Dançamos sob seu vinho delicioso. O caminhar entre os homens e a possibilidade de ajudá-los. A voz interior, a entrega ao mundo, o auxiliar. Os passos se intensificam. Andamos mais rapidamente, vamos sentido um calor incomodo, o olhar pelas paredes que nos cercam. Paredes? Novamente paredes? Estávamos no labirinto? Não havia caído? A luz selvagem do alvorecer cega nossos olhos e ouvimos o carro com o chicotear terrível se aproximando novamente. É o despertar. O despertar do despertar.

O despertar que havia nos jogado nas ilusões. As ilusões mais elaboradas que criamos por pensar que estávamos livres. Que sabíamos alguma coisa. Que estávamos prontos. E assim vamos despertando e despertando e despertando e seguindo de forma infinda por uma jornada rumo a quebrar o ovo. Aquele que se despedaça de dentro para fora e seus cacos são nossa doença espalhada pelo mundo. O mundo a devora e rumina, dando alimento a seus filhos presos naquilo que os enche de desejos: O controle.

Perdemos o controle. Acordamos e acordamos e acordamos. Não há mais controle sobre nós. Nem amarra nenhuma.

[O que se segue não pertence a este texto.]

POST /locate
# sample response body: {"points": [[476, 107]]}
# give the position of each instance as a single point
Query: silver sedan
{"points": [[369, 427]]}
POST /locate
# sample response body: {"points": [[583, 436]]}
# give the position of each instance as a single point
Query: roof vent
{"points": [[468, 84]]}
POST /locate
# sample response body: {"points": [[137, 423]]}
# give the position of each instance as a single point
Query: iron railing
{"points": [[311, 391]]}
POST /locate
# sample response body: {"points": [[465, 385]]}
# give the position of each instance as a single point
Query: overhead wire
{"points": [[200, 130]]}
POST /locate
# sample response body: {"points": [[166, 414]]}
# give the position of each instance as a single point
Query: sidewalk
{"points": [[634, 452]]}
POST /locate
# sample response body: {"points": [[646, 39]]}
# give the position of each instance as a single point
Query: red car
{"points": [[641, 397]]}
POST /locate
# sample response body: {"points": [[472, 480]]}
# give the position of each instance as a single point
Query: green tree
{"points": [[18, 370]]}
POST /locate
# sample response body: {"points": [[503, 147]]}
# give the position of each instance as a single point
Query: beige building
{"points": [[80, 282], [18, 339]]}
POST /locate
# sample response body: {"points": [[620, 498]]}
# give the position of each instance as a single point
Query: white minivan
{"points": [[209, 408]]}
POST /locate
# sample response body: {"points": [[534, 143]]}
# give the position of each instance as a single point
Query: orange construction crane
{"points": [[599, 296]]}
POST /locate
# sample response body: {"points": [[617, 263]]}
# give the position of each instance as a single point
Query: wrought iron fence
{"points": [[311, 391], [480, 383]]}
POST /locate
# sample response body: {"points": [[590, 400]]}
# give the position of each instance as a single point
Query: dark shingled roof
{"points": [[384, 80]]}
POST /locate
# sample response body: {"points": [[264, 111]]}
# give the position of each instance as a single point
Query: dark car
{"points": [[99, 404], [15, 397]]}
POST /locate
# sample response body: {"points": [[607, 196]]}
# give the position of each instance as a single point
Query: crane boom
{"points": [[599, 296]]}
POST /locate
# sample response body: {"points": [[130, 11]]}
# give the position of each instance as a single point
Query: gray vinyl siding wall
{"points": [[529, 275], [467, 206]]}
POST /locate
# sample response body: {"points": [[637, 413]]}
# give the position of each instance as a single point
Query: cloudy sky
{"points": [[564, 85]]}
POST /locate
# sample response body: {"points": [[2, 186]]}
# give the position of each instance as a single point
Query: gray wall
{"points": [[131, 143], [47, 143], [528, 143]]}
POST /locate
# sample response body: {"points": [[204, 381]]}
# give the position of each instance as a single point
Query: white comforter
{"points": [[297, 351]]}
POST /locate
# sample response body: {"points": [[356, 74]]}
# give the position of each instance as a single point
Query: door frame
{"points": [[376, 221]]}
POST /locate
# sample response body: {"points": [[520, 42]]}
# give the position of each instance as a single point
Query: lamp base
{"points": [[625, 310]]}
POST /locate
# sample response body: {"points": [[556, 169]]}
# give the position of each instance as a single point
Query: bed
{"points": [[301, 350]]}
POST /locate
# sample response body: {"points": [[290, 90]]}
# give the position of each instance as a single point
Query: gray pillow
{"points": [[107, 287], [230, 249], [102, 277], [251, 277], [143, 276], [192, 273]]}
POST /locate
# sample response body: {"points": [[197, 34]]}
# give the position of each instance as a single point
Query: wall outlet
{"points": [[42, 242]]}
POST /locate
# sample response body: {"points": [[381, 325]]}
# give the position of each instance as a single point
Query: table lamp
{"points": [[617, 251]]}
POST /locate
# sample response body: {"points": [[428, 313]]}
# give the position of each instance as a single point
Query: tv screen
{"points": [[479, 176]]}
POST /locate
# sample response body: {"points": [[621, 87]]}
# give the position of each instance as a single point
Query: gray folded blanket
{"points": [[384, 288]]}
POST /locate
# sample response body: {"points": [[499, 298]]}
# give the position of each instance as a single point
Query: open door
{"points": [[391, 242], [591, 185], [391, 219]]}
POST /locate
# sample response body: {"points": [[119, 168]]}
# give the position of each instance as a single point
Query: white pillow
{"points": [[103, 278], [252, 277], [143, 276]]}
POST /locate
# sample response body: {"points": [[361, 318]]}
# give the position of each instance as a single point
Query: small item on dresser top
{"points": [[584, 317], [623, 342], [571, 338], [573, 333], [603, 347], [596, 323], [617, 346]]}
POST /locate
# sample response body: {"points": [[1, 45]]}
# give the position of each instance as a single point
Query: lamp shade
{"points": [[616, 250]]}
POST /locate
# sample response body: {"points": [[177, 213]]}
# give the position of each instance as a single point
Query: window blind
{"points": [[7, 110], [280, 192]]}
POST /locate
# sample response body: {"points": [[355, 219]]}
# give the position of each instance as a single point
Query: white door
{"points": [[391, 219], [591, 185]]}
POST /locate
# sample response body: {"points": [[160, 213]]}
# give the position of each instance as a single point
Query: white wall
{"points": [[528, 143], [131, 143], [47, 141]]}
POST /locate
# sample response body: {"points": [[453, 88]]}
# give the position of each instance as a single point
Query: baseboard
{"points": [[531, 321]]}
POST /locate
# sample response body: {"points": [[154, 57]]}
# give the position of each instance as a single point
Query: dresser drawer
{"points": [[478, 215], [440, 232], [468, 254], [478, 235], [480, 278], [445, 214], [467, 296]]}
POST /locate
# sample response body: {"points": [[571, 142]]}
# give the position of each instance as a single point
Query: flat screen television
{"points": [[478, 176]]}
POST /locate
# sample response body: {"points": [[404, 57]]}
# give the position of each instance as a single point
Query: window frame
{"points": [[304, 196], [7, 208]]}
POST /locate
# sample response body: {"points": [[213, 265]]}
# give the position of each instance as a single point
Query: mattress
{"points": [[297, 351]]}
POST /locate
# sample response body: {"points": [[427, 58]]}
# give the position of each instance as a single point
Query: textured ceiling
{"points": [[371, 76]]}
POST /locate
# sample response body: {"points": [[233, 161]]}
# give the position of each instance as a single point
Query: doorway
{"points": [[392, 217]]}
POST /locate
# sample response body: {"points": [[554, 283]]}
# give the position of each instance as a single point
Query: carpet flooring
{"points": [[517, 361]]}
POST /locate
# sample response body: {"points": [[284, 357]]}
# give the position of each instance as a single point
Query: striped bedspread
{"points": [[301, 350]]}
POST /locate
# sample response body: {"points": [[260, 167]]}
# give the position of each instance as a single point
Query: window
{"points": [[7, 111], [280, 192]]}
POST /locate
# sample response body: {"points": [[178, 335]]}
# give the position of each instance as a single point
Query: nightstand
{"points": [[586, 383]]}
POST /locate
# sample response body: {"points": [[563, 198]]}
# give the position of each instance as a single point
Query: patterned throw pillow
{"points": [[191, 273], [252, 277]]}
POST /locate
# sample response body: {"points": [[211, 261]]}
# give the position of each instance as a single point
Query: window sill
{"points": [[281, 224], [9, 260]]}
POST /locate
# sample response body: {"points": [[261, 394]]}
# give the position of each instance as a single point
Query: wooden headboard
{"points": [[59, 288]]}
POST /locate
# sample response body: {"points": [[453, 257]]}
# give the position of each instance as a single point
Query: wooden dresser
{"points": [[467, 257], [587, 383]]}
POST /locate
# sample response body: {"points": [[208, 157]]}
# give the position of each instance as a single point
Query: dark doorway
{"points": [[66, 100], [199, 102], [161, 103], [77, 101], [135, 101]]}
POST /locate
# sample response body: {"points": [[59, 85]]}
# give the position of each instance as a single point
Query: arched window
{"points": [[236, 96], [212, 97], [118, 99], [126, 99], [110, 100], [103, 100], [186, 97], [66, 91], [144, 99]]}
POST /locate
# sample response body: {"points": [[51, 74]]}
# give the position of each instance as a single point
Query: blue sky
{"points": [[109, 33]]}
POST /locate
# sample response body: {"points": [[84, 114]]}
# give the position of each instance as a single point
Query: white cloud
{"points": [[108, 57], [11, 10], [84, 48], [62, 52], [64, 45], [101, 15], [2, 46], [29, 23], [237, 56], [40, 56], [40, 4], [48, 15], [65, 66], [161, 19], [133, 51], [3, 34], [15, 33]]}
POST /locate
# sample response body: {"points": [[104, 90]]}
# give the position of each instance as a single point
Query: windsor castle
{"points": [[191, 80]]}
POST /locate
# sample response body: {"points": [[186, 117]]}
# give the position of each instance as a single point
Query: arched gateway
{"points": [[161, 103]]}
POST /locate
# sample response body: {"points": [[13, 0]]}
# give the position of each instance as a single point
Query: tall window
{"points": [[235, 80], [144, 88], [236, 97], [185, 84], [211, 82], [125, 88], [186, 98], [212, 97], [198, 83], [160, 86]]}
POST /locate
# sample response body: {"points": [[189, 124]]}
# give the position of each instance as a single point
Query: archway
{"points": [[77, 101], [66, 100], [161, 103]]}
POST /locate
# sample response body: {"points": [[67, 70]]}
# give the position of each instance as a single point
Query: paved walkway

O despertar é uma errupção.

E Abraxas corre pelos Céus: Agora podemos ver as estrelas.

1 comentários:

Fernanda Rodrigues Barros disse...

Falando em Abraxas acabou revelando muito de si mesmo e também do enorme todo que o cerca o qual faz parte de vc e vc parte dele, mesmo que "as paredes desse labirinto" ainda não tenham sido tocadas por todos ou pela grande maioria, é possível sentir que através de um texto assim vc prevê que outros tantos possam sentir o que sente, quais são os caminhos para o autoconhecimento através desse enorme labirinto que somos "desacostumados" a percorrer com olhar altivo e crítico, mas tão apenas acostumados a acatar o que ele nos impõe. Quebrar algumas dessas paredes também faz parte da libertação que podemos nos propor ou não. As metáforas estão muito bem colocadas e carregam muito em intensão... o quebrar do ovo pode nos libertar ou tão apenas nos mostrar que o mundo existe, mas também existem as frustrações, as atrocidades, os medos, as angústias, os pesares... infelizmente depois que a casca foi quebrada e que o ser partiu não existe volta. Já maculou o mundo com sua "doença", com seu veneno.Retornar? Se resignar? Tudo aceitar? Sim, esses são os caminhos mais fáceis. Mas... por que não optar pelo mais complicado mas ainda assim o mais ligado ao que de fato somos? Ainda pulsam em mim muitas idéias sobre esta postagem. Coloco aqui, no momento, apenas algumas das primeiras impressões! A volta por aqui já se torna muito mais que apenas provável!